As part of this process, the USGCRP is developing the Climate Science Special Report (CSSR), a technical report that details the current state-of-science relating to climate change and its physical impacts. The CSSR is intended to focus on climate change in the United States and to inform future USGCRP products.

Review of the Draft Climate Science Special Report assesses whether the draft CSSR accurately presents the scientific literature in an understandable, transparent and traceable way; whether the CSSR authors handled the data, analyses, and statistical approaches in an appropriate manner; and the effectiveness of the report in conveying the information clearly for the intended audience. This report provides recommendations for how the draft CSSR could be strengthened.

The review conclusion?

It is a very positive endorsement …

The Committee commends the CSSR authors for producing an impressive, timely, and generally well- written draft report and was impressed with the breadth, accuracy, and rigor of the draft CSSR.

They explain exactly why they give it such a strong endorsement by highlighting three distinct reasons …

First, it focuses on changes in the climate system as they affect the United States.
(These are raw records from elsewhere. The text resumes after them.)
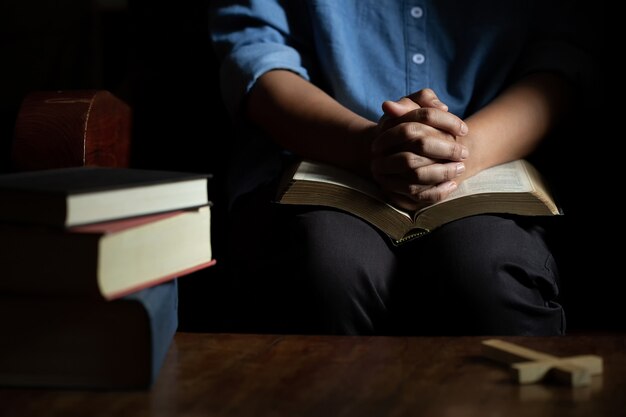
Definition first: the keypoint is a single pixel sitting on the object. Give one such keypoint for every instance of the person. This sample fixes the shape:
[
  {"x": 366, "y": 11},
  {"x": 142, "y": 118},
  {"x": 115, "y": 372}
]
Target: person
[{"x": 417, "y": 96}]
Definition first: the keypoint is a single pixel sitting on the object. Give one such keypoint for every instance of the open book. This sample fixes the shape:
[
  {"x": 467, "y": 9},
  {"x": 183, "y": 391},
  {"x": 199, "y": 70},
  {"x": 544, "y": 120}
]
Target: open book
[{"x": 514, "y": 188}]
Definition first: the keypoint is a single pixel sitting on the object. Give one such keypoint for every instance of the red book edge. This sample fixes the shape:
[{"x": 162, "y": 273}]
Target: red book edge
[{"x": 161, "y": 280}]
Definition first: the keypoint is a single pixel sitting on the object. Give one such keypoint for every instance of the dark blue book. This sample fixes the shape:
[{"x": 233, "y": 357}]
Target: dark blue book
[{"x": 86, "y": 343}]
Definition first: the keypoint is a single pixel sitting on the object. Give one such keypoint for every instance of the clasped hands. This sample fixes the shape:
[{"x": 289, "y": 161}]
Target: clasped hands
[{"x": 416, "y": 156}]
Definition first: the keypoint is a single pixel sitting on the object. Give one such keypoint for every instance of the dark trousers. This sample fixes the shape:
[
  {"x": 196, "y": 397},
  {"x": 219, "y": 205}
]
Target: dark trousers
[{"x": 318, "y": 270}]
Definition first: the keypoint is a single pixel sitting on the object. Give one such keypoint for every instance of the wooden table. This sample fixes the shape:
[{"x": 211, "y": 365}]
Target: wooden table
[{"x": 328, "y": 376}]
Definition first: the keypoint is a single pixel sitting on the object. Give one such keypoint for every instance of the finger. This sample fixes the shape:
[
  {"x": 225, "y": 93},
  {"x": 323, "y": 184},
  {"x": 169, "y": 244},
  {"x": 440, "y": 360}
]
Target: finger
[
  {"x": 416, "y": 169},
  {"x": 400, "y": 163},
  {"x": 397, "y": 184},
  {"x": 399, "y": 108},
  {"x": 421, "y": 140},
  {"x": 427, "y": 98},
  {"x": 436, "y": 118}
]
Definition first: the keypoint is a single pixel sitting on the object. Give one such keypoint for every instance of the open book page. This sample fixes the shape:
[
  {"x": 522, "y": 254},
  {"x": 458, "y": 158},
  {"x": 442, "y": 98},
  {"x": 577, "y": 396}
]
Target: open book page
[
  {"x": 309, "y": 171},
  {"x": 510, "y": 177},
  {"x": 318, "y": 172}
]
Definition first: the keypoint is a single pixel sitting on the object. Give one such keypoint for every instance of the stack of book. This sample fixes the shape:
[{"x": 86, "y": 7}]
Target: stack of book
[{"x": 91, "y": 258}]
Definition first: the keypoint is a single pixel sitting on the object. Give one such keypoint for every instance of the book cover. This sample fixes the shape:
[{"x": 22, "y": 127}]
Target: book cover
[
  {"x": 105, "y": 260},
  {"x": 84, "y": 343},
  {"x": 66, "y": 197}
]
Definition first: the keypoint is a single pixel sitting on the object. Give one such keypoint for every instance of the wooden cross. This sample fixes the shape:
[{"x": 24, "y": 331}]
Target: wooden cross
[{"x": 531, "y": 366}]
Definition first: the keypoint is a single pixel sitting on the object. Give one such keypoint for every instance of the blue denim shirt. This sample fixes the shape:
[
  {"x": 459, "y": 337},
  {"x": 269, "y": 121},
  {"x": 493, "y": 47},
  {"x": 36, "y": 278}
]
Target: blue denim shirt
[{"x": 363, "y": 52}]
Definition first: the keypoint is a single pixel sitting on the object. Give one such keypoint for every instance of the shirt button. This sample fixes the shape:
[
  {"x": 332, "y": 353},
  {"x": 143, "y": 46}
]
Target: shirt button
[
  {"x": 417, "y": 12},
  {"x": 418, "y": 59}
]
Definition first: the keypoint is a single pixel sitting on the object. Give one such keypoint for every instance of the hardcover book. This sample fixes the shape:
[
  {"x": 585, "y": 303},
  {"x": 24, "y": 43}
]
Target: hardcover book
[
  {"x": 105, "y": 260},
  {"x": 67, "y": 197},
  {"x": 85, "y": 343}
]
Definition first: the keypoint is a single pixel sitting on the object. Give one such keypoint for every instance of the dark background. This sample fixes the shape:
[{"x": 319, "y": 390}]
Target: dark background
[{"x": 157, "y": 57}]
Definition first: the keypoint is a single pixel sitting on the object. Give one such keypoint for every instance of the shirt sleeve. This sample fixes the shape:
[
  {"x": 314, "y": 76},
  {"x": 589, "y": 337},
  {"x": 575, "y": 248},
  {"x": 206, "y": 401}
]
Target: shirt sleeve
[{"x": 251, "y": 38}]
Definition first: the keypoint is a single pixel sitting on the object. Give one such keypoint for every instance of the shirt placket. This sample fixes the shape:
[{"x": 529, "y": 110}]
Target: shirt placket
[{"x": 416, "y": 46}]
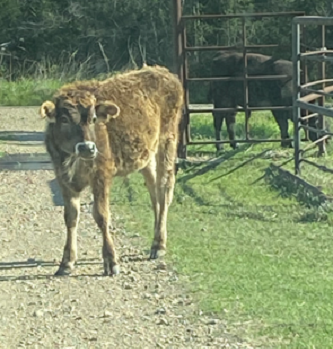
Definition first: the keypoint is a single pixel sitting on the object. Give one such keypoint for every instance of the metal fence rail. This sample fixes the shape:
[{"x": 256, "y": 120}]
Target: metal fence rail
[
  {"x": 319, "y": 111},
  {"x": 181, "y": 68}
]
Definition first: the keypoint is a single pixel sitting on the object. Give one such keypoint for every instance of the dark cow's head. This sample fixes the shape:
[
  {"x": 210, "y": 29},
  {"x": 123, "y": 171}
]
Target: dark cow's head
[{"x": 74, "y": 115}]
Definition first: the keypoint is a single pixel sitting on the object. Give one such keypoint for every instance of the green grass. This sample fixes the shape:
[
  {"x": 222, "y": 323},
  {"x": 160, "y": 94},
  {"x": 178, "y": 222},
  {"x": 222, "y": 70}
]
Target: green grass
[{"x": 258, "y": 258}]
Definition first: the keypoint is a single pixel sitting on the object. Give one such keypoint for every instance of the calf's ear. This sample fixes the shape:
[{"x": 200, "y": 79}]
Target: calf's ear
[
  {"x": 106, "y": 111},
  {"x": 47, "y": 110}
]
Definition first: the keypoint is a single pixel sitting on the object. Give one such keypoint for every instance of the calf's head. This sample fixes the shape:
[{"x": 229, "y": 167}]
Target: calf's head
[{"x": 74, "y": 117}]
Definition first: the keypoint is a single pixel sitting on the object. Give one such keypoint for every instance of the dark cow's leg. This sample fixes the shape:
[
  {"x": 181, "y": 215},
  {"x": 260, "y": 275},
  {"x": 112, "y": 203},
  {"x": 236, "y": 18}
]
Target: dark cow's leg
[
  {"x": 71, "y": 216},
  {"x": 101, "y": 215},
  {"x": 282, "y": 120},
  {"x": 231, "y": 122},
  {"x": 218, "y": 121}
]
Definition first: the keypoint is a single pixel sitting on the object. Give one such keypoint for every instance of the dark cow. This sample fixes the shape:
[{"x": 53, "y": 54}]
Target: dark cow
[{"x": 262, "y": 93}]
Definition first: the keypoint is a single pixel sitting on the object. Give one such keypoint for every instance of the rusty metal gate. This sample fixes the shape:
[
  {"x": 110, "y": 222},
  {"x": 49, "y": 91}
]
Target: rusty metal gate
[
  {"x": 181, "y": 68},
  {"x": 320, "y": 55}
]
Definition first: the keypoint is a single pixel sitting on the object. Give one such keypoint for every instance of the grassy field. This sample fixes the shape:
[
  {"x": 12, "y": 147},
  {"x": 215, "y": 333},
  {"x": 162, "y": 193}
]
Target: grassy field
[
  {"x": 251, "y": 251},
  {"x": 254, "y": 250}
]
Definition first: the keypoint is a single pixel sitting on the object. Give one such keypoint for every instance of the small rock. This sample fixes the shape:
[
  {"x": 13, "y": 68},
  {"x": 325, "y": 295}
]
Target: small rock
[
  {"x": 107, "y": 313},
  {"x": 160, "y": 311},
  {"x": 38, "y": 313},
  {"x": 127, "y": 286},
  {"x": 163, "y": 321},
  {"x": 162, "y": 266},
  {"x": 212, "y": 322}
]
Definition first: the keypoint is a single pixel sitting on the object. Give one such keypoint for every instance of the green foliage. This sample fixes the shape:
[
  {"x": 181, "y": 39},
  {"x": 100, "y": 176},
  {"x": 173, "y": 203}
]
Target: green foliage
[{"x": 48, "y": 37}]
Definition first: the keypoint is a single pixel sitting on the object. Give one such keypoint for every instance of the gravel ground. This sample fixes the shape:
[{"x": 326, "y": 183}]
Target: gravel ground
[{"x": 146, "y": 306}]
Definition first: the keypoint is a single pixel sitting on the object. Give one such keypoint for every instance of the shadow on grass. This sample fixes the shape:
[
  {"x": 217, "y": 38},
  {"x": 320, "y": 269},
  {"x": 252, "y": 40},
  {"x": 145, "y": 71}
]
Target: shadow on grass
[
  {"x": 212, "y": 164},
  {"x": 317, "y": 204}
]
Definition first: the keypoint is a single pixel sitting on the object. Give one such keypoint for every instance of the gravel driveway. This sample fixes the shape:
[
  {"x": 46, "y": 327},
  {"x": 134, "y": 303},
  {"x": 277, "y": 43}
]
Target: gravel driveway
[{"x": 146, "y": 306}]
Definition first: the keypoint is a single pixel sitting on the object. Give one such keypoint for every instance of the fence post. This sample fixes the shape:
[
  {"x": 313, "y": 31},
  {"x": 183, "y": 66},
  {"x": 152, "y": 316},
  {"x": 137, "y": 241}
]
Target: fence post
[
  {"x": 176, "y": 13},
  {"x": 296, "y": 91}
]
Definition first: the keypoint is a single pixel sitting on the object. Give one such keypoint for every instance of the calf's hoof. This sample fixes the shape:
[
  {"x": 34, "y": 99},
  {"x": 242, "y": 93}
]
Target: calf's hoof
[
  {"x": 156, "y": 252},
  {"x": 110, "y": 268},
  {"x": 64, "y": 270}
]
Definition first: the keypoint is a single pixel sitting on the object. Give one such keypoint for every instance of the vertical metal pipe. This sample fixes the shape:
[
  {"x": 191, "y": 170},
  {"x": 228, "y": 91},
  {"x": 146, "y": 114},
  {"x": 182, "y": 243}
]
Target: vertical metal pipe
[
  {"x": 296, "y": 91},
  {"x": 186, "y": 89},
  {"x": 176, "y": 12},
  {"x": 321, "y": 100},
  {"x": 245, "y": 82}
]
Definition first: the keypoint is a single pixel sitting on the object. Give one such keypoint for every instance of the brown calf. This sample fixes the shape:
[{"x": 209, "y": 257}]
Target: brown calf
[{"x": 97, "y": 130}]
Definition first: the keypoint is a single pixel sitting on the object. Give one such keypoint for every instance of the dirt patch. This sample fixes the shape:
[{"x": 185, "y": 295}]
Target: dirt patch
[{"x": 146, "y": 306}]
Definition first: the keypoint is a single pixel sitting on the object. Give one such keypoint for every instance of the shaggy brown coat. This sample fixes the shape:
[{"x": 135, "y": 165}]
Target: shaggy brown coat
[{"x": 97, "y": 130}]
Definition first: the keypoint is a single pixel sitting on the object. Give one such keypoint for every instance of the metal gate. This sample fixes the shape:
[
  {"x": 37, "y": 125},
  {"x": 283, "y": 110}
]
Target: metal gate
[
  {"x": 181, "y": 68},
  {"x": 321, "y": 56}
]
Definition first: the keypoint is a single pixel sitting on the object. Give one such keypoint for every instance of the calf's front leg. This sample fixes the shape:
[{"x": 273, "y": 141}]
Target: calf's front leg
[
  {"x": 101, "y": 215},
  {"x": 71, "y": 217}
]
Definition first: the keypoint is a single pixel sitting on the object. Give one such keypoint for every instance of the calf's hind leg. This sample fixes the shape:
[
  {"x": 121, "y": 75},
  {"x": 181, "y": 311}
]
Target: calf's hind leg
[
  {"x": 101, "y": 215},
  {"x": 149, "y": 174},
  {"x": 165, "y": 182},
  {"x": 71, "y": 217}
]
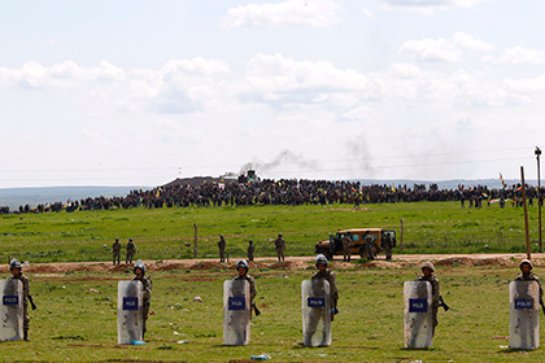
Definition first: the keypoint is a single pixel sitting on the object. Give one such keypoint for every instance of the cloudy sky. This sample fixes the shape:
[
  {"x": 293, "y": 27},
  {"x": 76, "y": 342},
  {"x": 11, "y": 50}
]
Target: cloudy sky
[{"x": 141, "y": 92}]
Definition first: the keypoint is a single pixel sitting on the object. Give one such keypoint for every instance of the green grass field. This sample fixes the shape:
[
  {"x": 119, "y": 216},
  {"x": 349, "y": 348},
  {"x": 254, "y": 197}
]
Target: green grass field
[
  {"x": 168, "y": 233},
  {"x": 76, "y": 323}
]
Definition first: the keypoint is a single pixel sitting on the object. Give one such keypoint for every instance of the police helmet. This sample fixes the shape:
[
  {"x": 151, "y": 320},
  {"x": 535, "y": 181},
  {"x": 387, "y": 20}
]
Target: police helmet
[
  {"x": 526, "y": 262},
  {"x": 427, "y": 265},
  {"x": 139, "y": 264},
  {"x": 14, "y": 264},
  {"x": 321, "y": 260},
  {"x": 243, "y": 264}
]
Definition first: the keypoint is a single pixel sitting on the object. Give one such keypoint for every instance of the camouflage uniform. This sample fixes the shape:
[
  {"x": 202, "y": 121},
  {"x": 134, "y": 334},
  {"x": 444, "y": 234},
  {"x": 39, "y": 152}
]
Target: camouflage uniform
[
  {"x": 251, "y": 250},
  {"x": 329, "y": 276},
  {"x": 369, "y": 253},
  {"x": 221, "y": 247},
  {"x": 116, "y": 250},
  {"x": 435, "y": 293},
  {"x": 251, "y": 281},
  {"x": 146, "y": 288},
  {"x": 131, "y": 250},
  {"x": 530, "y": 277},
  {"x": 346, "y": 248},
  {"x": 387, "y": 244},
  {"x": 280, "y": 246}
]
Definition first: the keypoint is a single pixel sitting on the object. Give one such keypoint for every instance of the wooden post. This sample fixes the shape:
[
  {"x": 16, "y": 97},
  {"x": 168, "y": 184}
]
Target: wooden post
[
  {"x": 195, "y": 241},
  {"x": 528, "y": 247},
  {"x": 538, "y": 154},
  {"x": 401, "y": 230}
]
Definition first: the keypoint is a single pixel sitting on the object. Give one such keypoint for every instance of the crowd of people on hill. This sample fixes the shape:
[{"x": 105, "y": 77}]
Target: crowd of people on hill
[{"x": 289, "y": 192}]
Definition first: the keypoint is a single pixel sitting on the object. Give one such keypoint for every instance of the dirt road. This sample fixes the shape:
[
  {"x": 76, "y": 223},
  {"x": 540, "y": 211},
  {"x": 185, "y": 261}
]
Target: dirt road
[{"x": 291, "y": 263}]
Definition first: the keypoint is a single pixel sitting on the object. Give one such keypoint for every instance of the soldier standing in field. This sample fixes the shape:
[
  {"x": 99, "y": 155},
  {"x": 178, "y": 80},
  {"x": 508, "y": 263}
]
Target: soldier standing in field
[
  {"x": 140, "y": 275},
  {"x": 131, "y": 250},
  {"x": 251, "y": 250},
  {"x": 428, "y": 271},
  {"x": 346, "y": 240},
  {"x": 116, "y": 250},
  {"x": 243, "y": 268},
  {"x": 222, "y": 244},
  {"x": 16, "y": 270},
  {"x": 370, "y": 255},
  {"x": 526, "y": 274},
  {"x": 388, "y": 244},
  {"x": 280, "y": 246},
  {"x": 326, "y": 274}
]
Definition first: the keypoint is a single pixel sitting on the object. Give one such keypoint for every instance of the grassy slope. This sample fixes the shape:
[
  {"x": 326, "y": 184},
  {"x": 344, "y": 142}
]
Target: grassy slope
[
  {"x": 167, "y": 233},
  {"x": 74, "y": 323}
]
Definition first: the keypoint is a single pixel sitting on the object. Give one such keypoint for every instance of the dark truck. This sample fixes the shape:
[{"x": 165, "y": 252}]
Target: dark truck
[{"x": 334, "y": 245}]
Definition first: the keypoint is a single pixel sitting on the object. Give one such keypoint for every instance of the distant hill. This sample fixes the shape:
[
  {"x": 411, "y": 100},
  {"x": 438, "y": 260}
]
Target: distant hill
[
  {"x": 446, "y": 184},
  {"x": 14, "y": 197}
]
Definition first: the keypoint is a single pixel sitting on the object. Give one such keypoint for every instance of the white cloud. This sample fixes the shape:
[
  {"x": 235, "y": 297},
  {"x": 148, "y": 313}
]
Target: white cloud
[
  {"x": 444, "y": 50},
  {"x": 428, "y": 49},
  {"x": 280, "y": 81},
  {"x": 179, "y": 86},
  {"x": 313, "y": 13},
  {"x": 467, "y": 41},
  {"x": 517, "y": 55},
  {"x": 428, "y": 7},
  {"x": 527, "y": 85}
]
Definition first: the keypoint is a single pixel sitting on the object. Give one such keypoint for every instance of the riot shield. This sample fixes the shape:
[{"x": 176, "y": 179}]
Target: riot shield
[
  {"x": 316, "y": 308},
  {"x": 130, "y": 313},
  {"x": 523, "y": 315},
  {"x": 236, "y": 312},
  {"x": 418, "y": 315},
  {"x": 11, "y": 310}
]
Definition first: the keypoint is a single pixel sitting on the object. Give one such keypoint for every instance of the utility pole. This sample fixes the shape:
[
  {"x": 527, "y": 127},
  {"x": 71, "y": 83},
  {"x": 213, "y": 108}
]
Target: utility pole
[
  {"x": 538, "y": 154},
  {"x": 527, "y": 230},
  {"x": 195, "y": 241},
  {"x": 401, "y": 230}
]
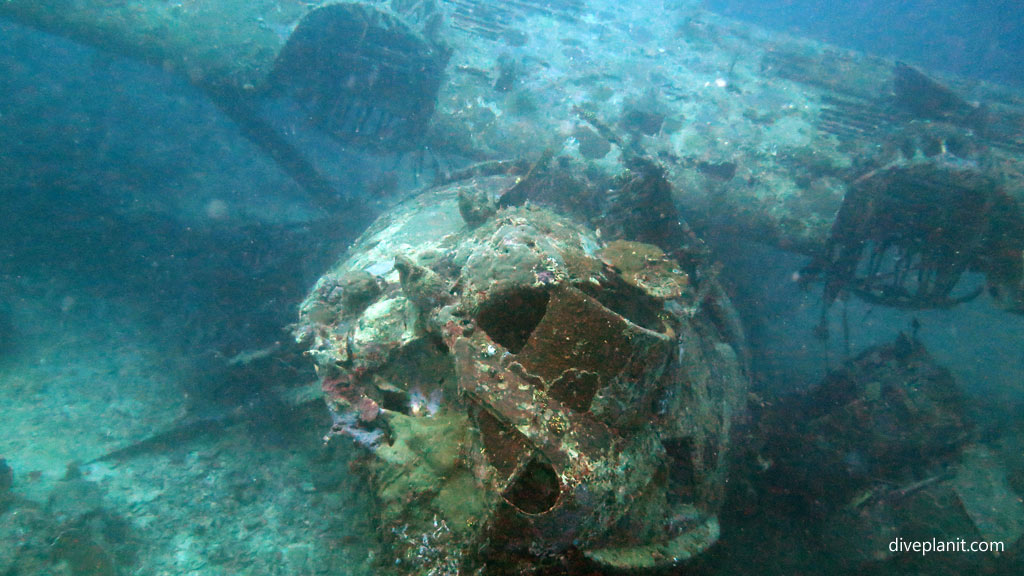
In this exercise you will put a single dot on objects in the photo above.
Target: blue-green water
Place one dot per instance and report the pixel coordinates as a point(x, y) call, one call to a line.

Previous reports on this topic, such as those produced by the Intergovernmental Panel on Climate Change (IPCC), have focused on global-scale changes, which may not always translate directly to climate changes occurring in the United States.

Second, the report provides a synthesis of recent manifestations of continued climate change observed since the publication of the last IPCC report in 2013, including: a new global temperature record set in 2014, which was broken in 2015 and again in 2016 thanks in part to a strong El Niño event; continued decline in Arctic sea ice; and record high globally averaged atmospheric carbon dioxide which has now passed 400 ppm.

Third, the draft CSSR includes several significant advancements that have been made in the science of climate change, including the rapid development of the field of extreme event attribution, and new evidence concerning the Antarctic ice sheet that raises and better quantifies the upper bounds of projected sea level rise. These recent observed changes in Earth’s climate system and substantial advancements in the science of climate change underscore the importance of up-to-date assessments like the draft CSSR. The draft CSSR, by building on previous solid work and incorporating recent advances, provides a valuable update.

Reactions

I’ve quote mined this observation from a Washington Post Article on the review of the draft report …

“The National Academy of Science’s review of the U.S. Global Change Research Program’s Special Report not surprisingly reaffirms the basic science of climate change, Indeed every national academy in the world has concluded climate change is real and a serious threat to human well-being.” – Tom Lovejoy, an ecologist at George Mason University

Definitive language

In no uncertain terms, the draft report itself strongly underlines the reality of climate change …

Many lines of evidence demonstrate that human activities, especially emissions of greenhouse gases, are primarily responsible for the observed climate changes in the industrial era. There are no alternative explanations, and no natural cycles are found in the observational record that can explain the observed changes in climate. (Very high confidence)

…In the industrial era, human activities have been and remain the dominant cause of climate warming and have far exceeded the relatively small net increase due to natural factors, which include changes in energy from the sun and the cooling effect of volcanic eruptions.

Will anybody within the new administration pay attention or even bother reading it?

Probably not, we already know that facts and truth don’t matter to them.

What it does clearly highlight is that both the assertions now being promoted and also the actions being taken by the new administration are disastrously wrong, not just for the US, but for all of humanity.